The History of Rome by Mike Duncan
Like many others, I love this ‘award winning’ podcast. Mike’s delivery is dry and witty, pitched at the perfect level for the amater, enthusiastic, ever-so-slightly geeky historian. I listened to this for a few months then though maybe I could copy/rip off/plagiarise/be inspired and do my own thing along the lines. And the rest is history … podcasting . . .
The Egyptian History Podcast by Dominic Perry
I was so pleased to have found this – since THOR it’s seemed to me that there are two obvious candidates for podcasts – Ancient Greece and ancient Egypt. And so here’s one of them – and it is really good. Dominic Perry clearly knows his stuff, he speaks really well, there’s some personality that comes through – so basically I am very confident this will be in my shortish list of ‘I-must- listen-to-these-if-none-others’ list. Really good.
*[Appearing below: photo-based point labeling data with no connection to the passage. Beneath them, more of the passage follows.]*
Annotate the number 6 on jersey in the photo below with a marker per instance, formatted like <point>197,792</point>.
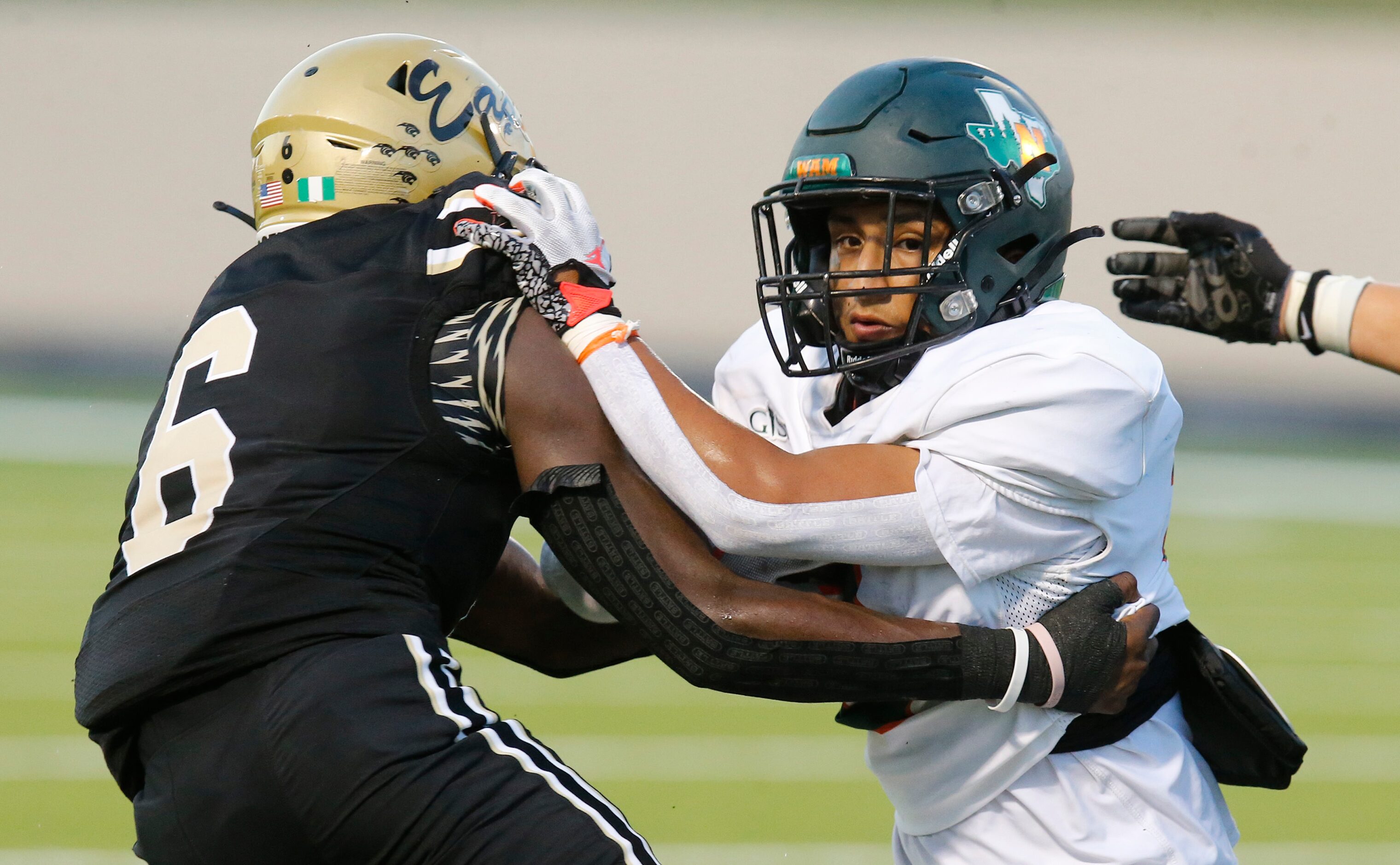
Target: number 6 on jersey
<point>202,444</point>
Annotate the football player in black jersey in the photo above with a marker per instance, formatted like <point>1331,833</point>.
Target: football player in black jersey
<point>325,493</point>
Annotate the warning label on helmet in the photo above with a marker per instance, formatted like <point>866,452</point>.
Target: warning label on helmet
<point>362,178</point>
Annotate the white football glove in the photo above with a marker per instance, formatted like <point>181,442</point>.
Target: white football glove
<point>554,216</point>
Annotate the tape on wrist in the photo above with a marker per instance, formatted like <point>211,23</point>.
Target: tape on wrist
<point>1053,660</point>
<point>1333,310</point>
<point>1307,325</point>
<point>595,332</point>
<point>1018,671</point>
<point>1297,287</point>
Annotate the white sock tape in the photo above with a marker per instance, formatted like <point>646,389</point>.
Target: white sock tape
<point>1333,310</point>
<point>1018,671</point>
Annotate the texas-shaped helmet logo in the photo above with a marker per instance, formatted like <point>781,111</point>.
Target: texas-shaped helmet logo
<point>1013,139</point>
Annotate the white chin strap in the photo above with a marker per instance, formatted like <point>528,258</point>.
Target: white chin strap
<point>882,531</point>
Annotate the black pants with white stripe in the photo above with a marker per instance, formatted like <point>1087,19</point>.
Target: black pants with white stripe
<point>366,752</point>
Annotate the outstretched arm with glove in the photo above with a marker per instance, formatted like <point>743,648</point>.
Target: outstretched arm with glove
<point>1225,279</point>
<point>748,496</point>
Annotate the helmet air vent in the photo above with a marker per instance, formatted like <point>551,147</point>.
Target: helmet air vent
<point>858,100</point>
<point>399,80</point>
<point>1018,248</point>
<point>923,138</point>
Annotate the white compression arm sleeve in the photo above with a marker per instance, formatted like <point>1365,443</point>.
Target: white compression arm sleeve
<point>887,530</point>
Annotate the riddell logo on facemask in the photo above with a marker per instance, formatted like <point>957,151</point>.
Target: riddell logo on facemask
<point>821,166</point>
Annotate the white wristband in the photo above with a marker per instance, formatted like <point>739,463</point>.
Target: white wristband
<point>1333,310</point>
<point>1294,292</point>
<point>1018,672</point>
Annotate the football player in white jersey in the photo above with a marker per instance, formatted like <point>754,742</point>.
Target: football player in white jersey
<point>933,412</point>
<point>1231,283</point>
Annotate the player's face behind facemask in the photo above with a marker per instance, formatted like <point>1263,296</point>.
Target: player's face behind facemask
<point>860,234</point>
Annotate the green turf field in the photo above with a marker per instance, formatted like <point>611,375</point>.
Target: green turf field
<point>1312,607</point>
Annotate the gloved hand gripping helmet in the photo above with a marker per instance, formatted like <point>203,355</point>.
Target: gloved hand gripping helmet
<point>959,143</point>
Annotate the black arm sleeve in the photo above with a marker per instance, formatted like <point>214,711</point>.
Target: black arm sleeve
<point>578,511</point>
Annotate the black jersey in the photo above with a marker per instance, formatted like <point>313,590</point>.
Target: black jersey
<point>298,482</point>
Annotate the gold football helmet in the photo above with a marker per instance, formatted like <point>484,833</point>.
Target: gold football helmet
<point>377,119</point>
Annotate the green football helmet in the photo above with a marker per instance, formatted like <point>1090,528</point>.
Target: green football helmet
<point>957,142</point>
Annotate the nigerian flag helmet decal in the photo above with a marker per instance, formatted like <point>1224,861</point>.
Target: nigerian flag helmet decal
<point>1013,139</point>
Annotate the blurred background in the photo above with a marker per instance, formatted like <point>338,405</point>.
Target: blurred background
<point>125,121</point>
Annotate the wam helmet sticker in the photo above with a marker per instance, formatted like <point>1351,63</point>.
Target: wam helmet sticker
<point>1013,139</point>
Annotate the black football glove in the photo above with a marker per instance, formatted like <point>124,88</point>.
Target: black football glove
<point>1228,283</point>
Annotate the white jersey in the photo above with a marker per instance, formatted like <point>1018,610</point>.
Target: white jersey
<point>1048,445</point>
The Ancient World by Scott C
Now this is a really good one; a survey of the ancient world, which in this idiom means from the earliest civilisations to about 500BC. Apparently it’s going to be done in 15 episodes, so that’s an impressive coverage! The pace is really good, Scott’s reading is clear and engaging. The content though is the real thing about this podcast; it’s not stuff I know much about so it’s really fascinating. Give it a go, it’s excellent.
The History of Byzantium by Robin Pierson
Robin Pierson bravely took up the challenge of carrying on where the History of Rome left off. As soon as you hear Robin’s delivery you feel in the hands of a professional, with a superbly professional and clear delivery. I’ve just listened to some excellent scene setting episodes about the city of Constantinople which were fascinating.
The History of Witchcraft by Sam Hume
This is a great topic, and Sam does a great job of using sources to add reality, and fortunately includes critical evidence such as Monty Python sketches. It takes a cultural perspective as well, to explain what lay behind the growth of Witchcraft.
The Romance of 3 Kingdoms Podcast by John Zhu
A wonderfully narrated podcast, with dry wit mixed with love of the subject, cl;early a passion from an early age. Its a retelling of an ancient historical text, full of stratagems and battles and under hand dealings to gain power and glory, A really good listen, though you might miss the odd name here and there!
The History of Philosophy (without any gaps)
There are some ambitious podcast projects out there and no mistake – but I think this one has got to be the winner. We got to episode 53, and just got past Aristotle… I have to admit that I found the first 2 or 3 a bit slow, but after Heraclitus I really found myself enjoying it. The style is definitely academic, but engaging and constantly witty and relaxed. He gets some other people to contribute as well, so there’s a nice variety. But you’ve got to be really interested in philosophy!